This repository has been archived.
As a result all of its historical issues and PRs have been closed.
Please do not clone this repo without understanding the risk in doing so:
- It may have unaddressed security vulnerabilities
- It may have unaddressed bugs
Click for historical readme
It's without question that us dbters stan for SQL. However, we're not zealots -- sometimes Python is exactly the way to get things done.
This dbt project shows a trivial example fuzzy string matching in Snowflake using dbt-snowflake Python models in Snowpark. thefuzz is the defacto package. While Snowflake SQL has the EDITDISTANCE()
(docs) function, what we're after is "give me the best match for this string, as long as it's 'close enough'"
This is easily accomplished with thefuzz.process.extractOne()
(source)
You can watch these recorded walkthroughs below in lieu of finishing this README.md
:
- fuzzer.ipynb: A notebook that shows you the code on your local machine
- /models/v1/fruit_join.py: A Python model that does effectively the majority of the transformation
- models/stage/stg_fruit_user_input.py a Python
Imagine you work at a company that makes a fruit ordering app. However, rather than using a drop-down menu to select the desired fruit, the app devs just put a text box. It's your job to tell the finance department how much each user owes.
We have two .csv
seed tables serve as our trivial data source:
fruit_prices_fact.csv
: a mapping of fruits to their corresponding pricefruit_user_input.csv
: a table with one row per user per fruit that includes the user-entered text and their desired quantity
The resulting Python model is a table that gives the total amount due for each user. This is accomplished in the following steps
- Get pandas DataFrames of each of the above tables
- Find the actual fruit name that best corresponds to the user-provided text (
fruit_name
). - Uses new column to join to the
fruit_prices_fact
table to get the fruit price. - Calculates the subtotal price for each row (i.e.
total = price * quantity
). - Returns the total price per user
If we wanted to minimize the amount of Python and increase the testing surface area, perhaps we'd want to only use Python to do steps 1 & 2, then use a downstream SQL model to do steps 3-5. One benefit would be that we could then set a warning and error threshold if a designated perfentage of user-entered strings do not have a suitable match in the price table.

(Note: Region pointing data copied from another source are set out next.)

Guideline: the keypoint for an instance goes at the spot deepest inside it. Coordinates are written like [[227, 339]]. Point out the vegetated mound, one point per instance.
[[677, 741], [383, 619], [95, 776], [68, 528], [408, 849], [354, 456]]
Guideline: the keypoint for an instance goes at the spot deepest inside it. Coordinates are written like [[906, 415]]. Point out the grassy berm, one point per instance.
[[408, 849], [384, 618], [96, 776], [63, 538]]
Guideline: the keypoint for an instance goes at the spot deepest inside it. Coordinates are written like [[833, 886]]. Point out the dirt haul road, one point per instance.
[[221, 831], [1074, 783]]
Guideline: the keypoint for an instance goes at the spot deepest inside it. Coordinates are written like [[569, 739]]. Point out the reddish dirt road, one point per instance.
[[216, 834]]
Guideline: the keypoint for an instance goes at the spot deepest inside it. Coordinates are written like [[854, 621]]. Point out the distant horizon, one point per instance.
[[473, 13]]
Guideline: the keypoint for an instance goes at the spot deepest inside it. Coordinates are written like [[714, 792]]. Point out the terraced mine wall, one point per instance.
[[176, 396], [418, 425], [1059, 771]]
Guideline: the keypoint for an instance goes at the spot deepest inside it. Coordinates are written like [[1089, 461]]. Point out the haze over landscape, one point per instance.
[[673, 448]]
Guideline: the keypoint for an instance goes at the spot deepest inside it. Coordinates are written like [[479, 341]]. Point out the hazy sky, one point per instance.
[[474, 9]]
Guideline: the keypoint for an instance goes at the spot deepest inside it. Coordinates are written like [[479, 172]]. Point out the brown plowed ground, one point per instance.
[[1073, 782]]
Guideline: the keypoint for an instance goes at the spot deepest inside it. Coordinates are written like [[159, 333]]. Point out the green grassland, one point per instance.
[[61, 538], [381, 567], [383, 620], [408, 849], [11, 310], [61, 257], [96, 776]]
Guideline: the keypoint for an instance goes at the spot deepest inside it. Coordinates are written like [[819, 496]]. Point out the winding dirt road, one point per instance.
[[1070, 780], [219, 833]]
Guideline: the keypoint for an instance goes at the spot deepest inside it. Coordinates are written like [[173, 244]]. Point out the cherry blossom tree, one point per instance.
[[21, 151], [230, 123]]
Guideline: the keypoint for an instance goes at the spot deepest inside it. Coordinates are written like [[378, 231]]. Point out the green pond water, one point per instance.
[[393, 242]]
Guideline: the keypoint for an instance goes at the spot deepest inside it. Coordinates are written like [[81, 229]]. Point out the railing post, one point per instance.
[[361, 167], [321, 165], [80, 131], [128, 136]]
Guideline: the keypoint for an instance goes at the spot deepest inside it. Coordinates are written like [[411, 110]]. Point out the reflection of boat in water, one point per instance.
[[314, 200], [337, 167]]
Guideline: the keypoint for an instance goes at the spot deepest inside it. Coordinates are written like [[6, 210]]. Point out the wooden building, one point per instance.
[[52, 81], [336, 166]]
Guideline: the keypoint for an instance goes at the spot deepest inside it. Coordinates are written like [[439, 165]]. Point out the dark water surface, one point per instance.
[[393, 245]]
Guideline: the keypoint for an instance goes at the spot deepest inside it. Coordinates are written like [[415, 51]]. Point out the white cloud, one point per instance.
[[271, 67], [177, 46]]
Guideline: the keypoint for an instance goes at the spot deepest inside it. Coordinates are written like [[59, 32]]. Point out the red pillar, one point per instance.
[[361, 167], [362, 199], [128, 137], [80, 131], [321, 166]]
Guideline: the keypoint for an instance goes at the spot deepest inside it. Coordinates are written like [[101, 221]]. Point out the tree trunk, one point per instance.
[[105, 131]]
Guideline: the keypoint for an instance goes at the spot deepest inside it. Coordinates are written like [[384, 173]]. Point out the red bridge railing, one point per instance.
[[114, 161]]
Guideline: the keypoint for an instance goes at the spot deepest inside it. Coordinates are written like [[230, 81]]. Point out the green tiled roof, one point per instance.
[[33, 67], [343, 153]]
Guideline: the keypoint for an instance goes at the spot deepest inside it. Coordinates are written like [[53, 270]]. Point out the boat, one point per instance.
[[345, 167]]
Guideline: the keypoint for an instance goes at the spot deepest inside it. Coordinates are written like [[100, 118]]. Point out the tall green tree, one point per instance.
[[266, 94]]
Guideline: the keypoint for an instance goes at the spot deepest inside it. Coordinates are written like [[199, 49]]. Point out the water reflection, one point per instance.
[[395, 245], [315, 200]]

We make this function so that it is more easily applied to an entire column at once.
def custom_scorer(string, score_cutoff=60):
'''
for a given string and a minimum
return the best match out of the `fruit_name` column in the df_to table
if no match above `score_cutoff`, return `None`
'''
x = process.extractOne(string,df_price["FRUIT_NAME"], score_cutoff=score_cutoff)
if x is not None:
return x[0]
else:
return None
I'm a big fan of Pandas method chaining. Sometimes it makes the syntax awkward at times (I'm looking at you .assign(fruit_name = lambda df: df['fruit_user_input'].apply(custom_scorer))

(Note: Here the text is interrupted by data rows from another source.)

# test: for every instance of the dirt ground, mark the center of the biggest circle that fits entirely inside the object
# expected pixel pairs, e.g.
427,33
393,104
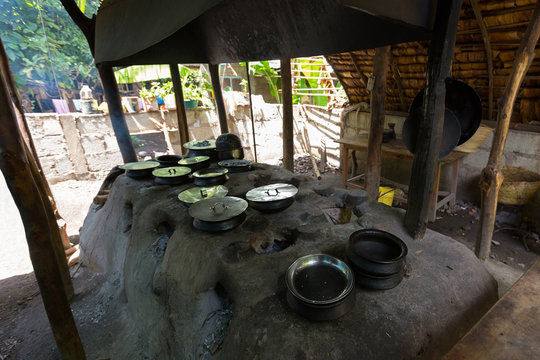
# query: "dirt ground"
24,330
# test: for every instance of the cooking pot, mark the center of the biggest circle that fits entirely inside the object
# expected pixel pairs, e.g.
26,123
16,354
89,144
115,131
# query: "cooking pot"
376,252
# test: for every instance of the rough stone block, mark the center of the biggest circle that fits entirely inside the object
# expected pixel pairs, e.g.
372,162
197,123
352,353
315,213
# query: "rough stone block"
93,144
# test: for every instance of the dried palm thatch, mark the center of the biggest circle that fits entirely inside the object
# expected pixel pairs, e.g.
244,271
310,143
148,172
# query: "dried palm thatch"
506,21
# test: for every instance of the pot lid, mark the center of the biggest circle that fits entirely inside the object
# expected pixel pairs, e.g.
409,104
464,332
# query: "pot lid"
197,193
218,209
210,173
193,160
272,192
200,144
170,172
139,165
235,163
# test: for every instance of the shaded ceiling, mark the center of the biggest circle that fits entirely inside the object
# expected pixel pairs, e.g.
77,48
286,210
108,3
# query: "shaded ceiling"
134,32
506,22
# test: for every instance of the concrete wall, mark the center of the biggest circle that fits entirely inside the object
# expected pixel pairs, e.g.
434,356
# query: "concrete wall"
80,146
522,149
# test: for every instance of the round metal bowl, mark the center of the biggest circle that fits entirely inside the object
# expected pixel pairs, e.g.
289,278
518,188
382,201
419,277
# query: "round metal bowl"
319,280
376,252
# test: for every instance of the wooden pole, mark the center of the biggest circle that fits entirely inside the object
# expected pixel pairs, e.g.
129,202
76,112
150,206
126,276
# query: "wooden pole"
492,178
22,185
251,112
288,132
116,113
397,78
376,128
27,137
180,106
489,54
220,105
424,169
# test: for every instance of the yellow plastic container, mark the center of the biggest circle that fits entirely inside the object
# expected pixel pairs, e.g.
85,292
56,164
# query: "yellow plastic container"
386,195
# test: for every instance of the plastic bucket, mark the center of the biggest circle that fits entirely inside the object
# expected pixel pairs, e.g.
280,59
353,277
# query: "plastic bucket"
386,195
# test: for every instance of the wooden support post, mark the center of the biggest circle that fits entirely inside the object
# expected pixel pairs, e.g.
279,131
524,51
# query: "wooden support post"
22,185
220,105
425,163
116,113
397,79
492,178
251,112
376,128
489,54
288,133
180,106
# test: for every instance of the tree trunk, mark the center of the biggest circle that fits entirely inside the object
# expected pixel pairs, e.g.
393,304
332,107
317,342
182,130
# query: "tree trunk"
288,132
116,113
220,105
376,128
31,204
492,178
424,170
180,106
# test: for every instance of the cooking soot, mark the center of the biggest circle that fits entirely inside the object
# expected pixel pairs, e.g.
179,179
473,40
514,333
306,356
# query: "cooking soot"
320,283
378,249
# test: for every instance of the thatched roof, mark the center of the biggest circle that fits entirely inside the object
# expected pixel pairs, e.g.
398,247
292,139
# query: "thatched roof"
506,21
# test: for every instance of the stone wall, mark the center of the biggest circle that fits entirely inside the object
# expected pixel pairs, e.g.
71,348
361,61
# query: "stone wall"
80,146
522,149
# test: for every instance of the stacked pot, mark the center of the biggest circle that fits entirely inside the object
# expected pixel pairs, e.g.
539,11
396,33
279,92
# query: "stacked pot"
377,258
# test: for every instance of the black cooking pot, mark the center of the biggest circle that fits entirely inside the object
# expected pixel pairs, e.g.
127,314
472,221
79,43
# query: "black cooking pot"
320,287
376,252
377,282
464,103
168,160
450,137
230,154
195,162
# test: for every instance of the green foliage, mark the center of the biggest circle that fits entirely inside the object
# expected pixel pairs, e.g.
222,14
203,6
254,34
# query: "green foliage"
263,68
27,45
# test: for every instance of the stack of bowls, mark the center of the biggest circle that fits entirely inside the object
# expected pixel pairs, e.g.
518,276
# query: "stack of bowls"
377,258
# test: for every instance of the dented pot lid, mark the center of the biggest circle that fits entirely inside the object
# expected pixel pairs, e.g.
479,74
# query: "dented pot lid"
198,193
218,209
272,192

), but at least there's a series of transformation applied to a single object and you're less likely to have many copies of the dataframe all with slightly different variable names. Below is the chain in use, with comments explaining what is being done.
df_final = (df_input
# make new col, `fruit_name`, with best match against actual table
.assign(fruit_name = lambda df: df['fruit_user_input'].apply(custom_scorer))

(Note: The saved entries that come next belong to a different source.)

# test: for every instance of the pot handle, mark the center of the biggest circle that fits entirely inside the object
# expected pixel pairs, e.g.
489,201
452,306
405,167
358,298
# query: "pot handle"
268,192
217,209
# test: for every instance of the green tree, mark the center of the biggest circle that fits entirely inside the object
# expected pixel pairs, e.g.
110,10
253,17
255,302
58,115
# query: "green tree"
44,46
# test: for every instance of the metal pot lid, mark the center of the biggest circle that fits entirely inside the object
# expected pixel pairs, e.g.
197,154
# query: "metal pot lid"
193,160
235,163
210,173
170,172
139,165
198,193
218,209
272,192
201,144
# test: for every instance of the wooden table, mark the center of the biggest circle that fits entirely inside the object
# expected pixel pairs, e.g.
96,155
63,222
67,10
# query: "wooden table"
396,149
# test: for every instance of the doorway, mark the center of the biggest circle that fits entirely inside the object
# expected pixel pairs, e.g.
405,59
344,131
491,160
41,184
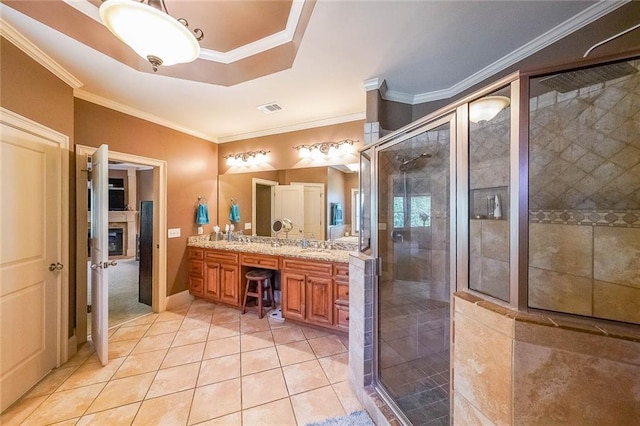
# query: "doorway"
146,182
414,289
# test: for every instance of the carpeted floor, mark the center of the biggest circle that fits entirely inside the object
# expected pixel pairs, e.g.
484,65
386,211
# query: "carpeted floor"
123,294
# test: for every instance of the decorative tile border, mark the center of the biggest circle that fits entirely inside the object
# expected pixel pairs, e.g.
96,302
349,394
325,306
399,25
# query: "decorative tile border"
618,218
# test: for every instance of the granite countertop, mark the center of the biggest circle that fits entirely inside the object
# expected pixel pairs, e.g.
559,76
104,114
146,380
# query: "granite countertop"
335,255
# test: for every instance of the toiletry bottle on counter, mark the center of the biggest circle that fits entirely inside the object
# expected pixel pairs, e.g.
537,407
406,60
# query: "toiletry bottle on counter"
497,212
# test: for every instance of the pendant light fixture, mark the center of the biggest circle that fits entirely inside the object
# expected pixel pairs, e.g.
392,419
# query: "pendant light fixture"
151,32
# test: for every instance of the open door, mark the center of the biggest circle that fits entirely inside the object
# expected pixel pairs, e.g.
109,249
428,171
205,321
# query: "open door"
289,204
100,253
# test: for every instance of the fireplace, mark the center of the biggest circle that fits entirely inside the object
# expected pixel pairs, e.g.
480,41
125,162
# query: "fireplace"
116,246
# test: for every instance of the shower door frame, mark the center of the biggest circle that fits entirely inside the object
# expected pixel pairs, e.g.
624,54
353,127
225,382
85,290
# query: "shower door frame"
456,133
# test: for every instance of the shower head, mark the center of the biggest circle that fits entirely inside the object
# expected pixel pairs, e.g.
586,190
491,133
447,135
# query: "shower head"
411,163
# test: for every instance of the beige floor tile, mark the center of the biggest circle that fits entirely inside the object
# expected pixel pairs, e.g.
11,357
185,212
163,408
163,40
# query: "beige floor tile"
263,387
174,379
168,316
222,347
51,382
312,333
127,333
276,413
116,416
259,360
121,348
162,327
316,405
15,414
183,355
233,419
187,337
259,340
219,369
225,317
154,343
64,405
91,373
251,324
327,345
215,400
292,353
346,396
304,376
222,331
140,363
122,391
336,367
287,335
168,410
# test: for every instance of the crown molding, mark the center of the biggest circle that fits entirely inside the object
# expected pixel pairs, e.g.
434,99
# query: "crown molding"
294,127
587,16
35,53
107,103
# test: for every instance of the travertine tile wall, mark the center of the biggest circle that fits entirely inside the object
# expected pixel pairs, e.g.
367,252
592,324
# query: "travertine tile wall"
515,369
585,270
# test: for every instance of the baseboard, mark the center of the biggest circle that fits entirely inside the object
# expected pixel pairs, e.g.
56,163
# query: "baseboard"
178,299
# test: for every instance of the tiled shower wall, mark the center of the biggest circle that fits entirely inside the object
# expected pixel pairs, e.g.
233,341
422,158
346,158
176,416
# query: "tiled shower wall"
584,236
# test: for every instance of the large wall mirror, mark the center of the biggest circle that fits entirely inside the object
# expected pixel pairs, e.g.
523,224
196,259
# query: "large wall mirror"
318,201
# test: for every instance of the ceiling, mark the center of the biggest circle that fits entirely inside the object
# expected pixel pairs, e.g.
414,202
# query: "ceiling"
314,64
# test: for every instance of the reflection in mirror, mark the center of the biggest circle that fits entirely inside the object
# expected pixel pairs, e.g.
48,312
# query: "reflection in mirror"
254,194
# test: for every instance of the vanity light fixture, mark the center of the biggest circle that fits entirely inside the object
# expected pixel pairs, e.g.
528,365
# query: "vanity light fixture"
147,27
484,109
324,150
249,158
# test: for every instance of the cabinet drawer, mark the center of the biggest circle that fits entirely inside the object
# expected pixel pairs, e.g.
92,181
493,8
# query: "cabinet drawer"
196,253
341,272
221,256
342,292
307,266
342,317
196,268
259,261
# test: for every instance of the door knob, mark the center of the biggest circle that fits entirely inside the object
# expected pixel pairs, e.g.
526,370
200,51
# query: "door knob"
56,266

# join the actual fruit price table
.merge(df_price, on="fruit_name")
# # calculate subtotal
.assign(total= lambda df: df.quantity * df.cost)
# # find total for each user and sort descending by total price
.groupby("user_name")['total'].sum()
.reset_index()
.sort_values("total", ascending=False)
)
-
make sure you configure column quoting so you can keep the lowercase column names by adding the following to your
dbt_project.yml
. Otherwise, you may get tripped up when in Snowpark and the DataFrame column names are capitalized.seeds: +quote_columns: true
-
We can inject the above snippets into the following already configured template and save it as
models/fruit_join.py
# models/fruit_join.py import fuzzywuzzy def model(dbt, session): dbt.config( materialized="table", packages = ["fuzzywuzzy"] ) df_input = dbt.ref("user_input").to_pandas() df_price = dbt.ref("fruit_fact").to_pandas() # ... see the above two chunks ... def custom_scorer() ... df_final = ... return df_final
-
to run this DAG, simply call
dbt build
!
All we're really doing is adding a new column to a raw dataset. This falls which is also know as a staging model. So for v2, models/stage/stg_fruit_user_input.py, the new column calculation is the only thing that's done to the staging model and it is done in Python. Everything else happens in SQL in downstream models as per usual.
From dbt's best practices
Source-centric transformations to transform data from different sources into a consistent structure, for example, re-aliasing and recasting columns, or unioning, joining or deduplicating source data to ensure your model has the correct grain.